Memory Bandwidth: Bandwidth is the largest amount of information (measured in MB per second) that can be transported across the external memory interface in a second. It is worked out by multiplying the card's interface width by the speed of its memory. If the card has DDR memory, the result should be multiplied by 2 once again. If DDR5, multiply by 4 instead. The higher the card's memory bandwidth, the faster the card will be in general. It especially helps with anti-aliasing, High Dynamic Range and high resolutions.

Texel Rate: Texel rate is the maximum texture map elements (texels) that can be processed per second. This figure is worked out by multiplying the total amount of texture units by the core speed of the chip. The higher this number, the better the video card will be at texture filtering (anisotropic filtering - AF). It is measured in millions of texels in one second.
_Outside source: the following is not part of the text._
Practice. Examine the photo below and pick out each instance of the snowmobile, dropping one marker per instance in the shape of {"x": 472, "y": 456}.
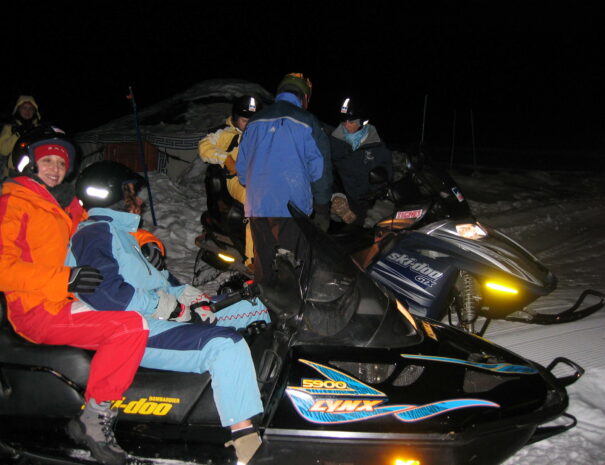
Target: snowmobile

Pixel Rate: Pixel rate is the maximum number of pixels that the graphics chip can possibly write to the local memory per second - measured in millions of pixels per second. Pixel rate is worked out by multiplying the number of Raster Operations Pipelines by the the core clock speed. ROPs (Raster Operations Pipelines - aka Render Output Units) are responsible for outputting the pixels (image) to the screen. The actual pixel fill rate also depends on lots of other factors, most notably the memory bandwidth - the lower the memory bandwidth is, the lower the potential to reach the maximum fill rate.